News

Why can't the senior cross the street?

by

comment

Paul Dahan wanted one thing out of the Sept. 15 San Luis Obispo City Council meeting: a traffic light for his busy neighborhood. He didn’t get it.

The vote was 3-2 against the light, which would have allowed pedestrians a legal and secure way to cross Madonna Road at Pereira Drive to get to the Laguna Village shopping center and the neighborhood behind it. Walkers can go 330 feet down to the intersection of Los Osos Valley Road, but many take a shortcut instead. There used to be a crosswalk there, but the city removed it years ago to improve traffic flow at the busy roadway.

“I see people cross there every day, kids you know,” said a weary Dahan at the end of a 51/2-hour meeting that ended long after his normal bedtime.

Dahan, a small man in his early 80s, knows all about the dangers of walking the shortcut. Accidents there nearly killed him. Twice.

“I broke both my legs, broke my back, and suffered a concussion,” Dahan said sheepishly after the meeting.

Others speaking before the council wanted a traffic light for other reasons.

In 2007, the city took away a left turn lane that allowed easy access to the mall for northbound cars on Madonna Road. Business owners say that move made the old shopping center tough to get to, what with all the traffic caused by the opening of Costco and other box store giants moving into the neighborhood.

And then came the police, hunting for customers who tried to enter the shopping center via the now-prohibited left turn lane.

“The police handed out $80,000 worth of traffic tickets,” said Kristie Molina, who owns the shopping center and sunk millions of dollars into improving the place. She worries that with the increase in traffic and the new corporate behemoths in the neighborhood, her life’s work may be doomed.

She even offered to pay for cost of the stoplight.

City traffic engineers opposed the light, it would interfere with the intersection at Los Osos Valley and Madonna roads. The intersection is one of the busiest in the city—traffic grew 11 percent there in the last 2 1/2 years.

The traffic engineers said the best solution was to widen the entrances to the mall and create some new traffic paths to smooth flow. Still, the city didn’t want to put in anything like a crosswalk, which officials said would slow down the traffic flow.
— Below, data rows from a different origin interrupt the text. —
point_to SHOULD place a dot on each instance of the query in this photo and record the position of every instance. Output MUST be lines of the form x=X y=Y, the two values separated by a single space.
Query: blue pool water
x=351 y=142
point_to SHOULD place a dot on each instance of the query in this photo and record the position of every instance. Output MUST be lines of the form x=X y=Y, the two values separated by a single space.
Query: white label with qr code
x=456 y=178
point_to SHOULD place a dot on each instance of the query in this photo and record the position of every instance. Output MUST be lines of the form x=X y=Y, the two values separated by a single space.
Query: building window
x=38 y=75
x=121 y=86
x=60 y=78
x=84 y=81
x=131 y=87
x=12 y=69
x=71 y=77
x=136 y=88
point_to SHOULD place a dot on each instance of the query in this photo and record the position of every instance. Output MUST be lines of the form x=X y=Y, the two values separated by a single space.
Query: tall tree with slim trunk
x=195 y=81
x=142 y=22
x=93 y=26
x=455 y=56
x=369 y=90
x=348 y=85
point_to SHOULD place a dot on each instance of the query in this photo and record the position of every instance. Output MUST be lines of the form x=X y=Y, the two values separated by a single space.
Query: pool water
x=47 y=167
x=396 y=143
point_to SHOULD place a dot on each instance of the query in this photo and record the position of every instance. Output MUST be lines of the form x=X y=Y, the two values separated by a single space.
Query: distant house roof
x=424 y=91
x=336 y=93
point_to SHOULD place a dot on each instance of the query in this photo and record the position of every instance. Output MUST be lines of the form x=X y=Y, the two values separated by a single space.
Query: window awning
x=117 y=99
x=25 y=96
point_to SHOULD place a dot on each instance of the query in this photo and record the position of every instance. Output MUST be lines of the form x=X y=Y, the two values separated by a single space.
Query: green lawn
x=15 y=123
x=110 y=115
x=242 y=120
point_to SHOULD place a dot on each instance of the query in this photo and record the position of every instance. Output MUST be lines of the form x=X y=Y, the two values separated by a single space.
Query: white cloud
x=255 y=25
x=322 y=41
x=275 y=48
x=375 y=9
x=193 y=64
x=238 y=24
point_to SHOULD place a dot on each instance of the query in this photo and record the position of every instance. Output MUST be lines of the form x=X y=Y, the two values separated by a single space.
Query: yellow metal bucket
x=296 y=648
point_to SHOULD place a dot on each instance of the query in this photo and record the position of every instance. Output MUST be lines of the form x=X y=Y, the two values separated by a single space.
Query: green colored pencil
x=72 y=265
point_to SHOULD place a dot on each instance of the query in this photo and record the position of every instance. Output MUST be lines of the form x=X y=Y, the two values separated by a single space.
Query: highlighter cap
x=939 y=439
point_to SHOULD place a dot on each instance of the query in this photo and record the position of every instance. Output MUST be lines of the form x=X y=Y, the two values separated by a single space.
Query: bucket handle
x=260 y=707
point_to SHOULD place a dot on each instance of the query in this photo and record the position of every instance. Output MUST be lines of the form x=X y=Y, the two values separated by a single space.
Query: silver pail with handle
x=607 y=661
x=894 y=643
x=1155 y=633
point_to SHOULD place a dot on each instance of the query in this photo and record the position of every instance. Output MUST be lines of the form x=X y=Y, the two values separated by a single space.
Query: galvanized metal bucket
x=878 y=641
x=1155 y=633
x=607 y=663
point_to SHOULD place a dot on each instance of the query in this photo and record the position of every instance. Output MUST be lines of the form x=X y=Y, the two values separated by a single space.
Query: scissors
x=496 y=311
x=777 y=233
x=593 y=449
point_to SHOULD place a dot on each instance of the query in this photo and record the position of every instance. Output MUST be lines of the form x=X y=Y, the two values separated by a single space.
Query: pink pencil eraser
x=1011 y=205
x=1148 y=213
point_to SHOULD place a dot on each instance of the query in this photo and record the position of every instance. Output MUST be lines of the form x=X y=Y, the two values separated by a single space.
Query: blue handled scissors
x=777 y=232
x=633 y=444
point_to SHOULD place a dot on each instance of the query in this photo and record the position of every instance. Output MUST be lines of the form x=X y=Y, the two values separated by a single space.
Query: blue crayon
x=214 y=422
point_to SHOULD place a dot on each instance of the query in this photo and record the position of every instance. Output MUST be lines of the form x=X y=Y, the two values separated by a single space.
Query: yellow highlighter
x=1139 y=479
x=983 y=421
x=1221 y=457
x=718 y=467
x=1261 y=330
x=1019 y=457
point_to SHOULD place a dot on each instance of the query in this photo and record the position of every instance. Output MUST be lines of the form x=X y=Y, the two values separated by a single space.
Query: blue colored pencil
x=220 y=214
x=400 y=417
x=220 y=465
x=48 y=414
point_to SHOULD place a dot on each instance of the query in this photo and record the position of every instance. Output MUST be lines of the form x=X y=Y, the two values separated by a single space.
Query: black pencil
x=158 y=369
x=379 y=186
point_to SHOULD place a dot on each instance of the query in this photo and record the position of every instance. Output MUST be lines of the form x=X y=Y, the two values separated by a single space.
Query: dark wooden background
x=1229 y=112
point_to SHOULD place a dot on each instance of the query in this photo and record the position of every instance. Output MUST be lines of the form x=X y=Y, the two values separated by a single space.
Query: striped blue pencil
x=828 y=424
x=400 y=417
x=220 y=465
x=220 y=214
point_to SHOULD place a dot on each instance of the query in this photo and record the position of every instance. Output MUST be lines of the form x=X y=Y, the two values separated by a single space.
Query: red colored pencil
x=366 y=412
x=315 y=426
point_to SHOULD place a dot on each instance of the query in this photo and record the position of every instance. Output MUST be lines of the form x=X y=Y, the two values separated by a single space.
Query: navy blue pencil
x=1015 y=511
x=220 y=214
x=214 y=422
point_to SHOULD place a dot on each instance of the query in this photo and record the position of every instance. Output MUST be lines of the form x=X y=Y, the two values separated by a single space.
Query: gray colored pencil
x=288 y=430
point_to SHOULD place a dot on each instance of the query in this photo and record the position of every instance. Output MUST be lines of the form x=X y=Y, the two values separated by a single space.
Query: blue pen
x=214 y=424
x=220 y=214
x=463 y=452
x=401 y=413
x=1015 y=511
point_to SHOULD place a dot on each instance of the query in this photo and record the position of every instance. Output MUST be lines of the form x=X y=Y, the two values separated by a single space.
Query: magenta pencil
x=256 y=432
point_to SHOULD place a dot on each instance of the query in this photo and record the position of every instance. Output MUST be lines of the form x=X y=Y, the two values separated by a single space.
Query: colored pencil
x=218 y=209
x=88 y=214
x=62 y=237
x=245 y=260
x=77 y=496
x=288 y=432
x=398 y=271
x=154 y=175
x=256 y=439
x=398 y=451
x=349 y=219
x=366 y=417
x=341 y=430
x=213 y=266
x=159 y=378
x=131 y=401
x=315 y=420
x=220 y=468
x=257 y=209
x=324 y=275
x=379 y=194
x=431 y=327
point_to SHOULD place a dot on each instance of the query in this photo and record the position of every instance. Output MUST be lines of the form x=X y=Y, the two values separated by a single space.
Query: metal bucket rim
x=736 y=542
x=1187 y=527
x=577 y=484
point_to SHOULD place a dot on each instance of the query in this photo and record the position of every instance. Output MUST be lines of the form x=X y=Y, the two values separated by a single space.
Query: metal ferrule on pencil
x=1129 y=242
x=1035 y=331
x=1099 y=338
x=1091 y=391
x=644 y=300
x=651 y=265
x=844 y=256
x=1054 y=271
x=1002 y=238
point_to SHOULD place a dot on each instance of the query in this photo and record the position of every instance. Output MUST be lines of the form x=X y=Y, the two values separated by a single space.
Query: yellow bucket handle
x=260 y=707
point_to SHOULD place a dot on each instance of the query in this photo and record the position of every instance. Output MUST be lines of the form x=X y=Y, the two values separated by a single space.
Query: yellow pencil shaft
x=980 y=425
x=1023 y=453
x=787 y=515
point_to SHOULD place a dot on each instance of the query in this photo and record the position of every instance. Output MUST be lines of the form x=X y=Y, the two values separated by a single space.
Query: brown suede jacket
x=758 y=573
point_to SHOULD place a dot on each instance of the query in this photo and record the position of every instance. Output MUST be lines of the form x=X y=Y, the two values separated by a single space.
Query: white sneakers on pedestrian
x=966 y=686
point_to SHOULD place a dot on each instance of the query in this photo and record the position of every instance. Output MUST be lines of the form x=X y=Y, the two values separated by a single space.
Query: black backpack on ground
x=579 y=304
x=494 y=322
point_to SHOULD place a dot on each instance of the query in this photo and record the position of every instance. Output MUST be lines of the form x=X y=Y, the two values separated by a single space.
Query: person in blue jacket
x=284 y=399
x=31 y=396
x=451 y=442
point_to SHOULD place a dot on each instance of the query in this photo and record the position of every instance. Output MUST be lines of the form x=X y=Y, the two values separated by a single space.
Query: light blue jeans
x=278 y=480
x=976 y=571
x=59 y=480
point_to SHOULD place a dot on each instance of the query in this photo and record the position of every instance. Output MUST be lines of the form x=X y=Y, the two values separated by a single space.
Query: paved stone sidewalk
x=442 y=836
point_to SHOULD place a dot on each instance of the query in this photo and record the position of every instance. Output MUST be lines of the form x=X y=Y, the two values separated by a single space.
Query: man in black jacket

City engineers said a traffic light would “take away flexibility from future changes” to nearby roads. At the previous city council meeting, the members approved major changes for the new Target coming soon at the Prefumo Creek Commons project just down the street. The developers have pledged to pay for those.

After hours of presentations and wrangling, two council members voted for the traffic light: Allen Settle and Mayor Dave Romero.

“That signal will make it safer,” Romero said to a hushed audience, adding that children run across the busy road to go to school. “The staff proposal would not be safe. Old men like me and Paul just can’t walk that far down to the station.”

After the vote, the council voted unanimously to have traffic engineers look more closely at the stoplight proposal and bring it back to them in a few months.

Dahan said the light wouldn’t be just for old men.

“I saw people running across that street today, children after school gets out,” Dahan said.

After the meeting, after everyone else in the audience had left, Dahan slowly walked up to the council members to thank them for listening. Council member Jan Howell Marx smiled at the old man and gave him some advice: Don’t cross the street anymore.

Dahan laughed as the mayor sidled up to them.

“Don’t worry,” Romero said. “He can’t run that fast anymore.”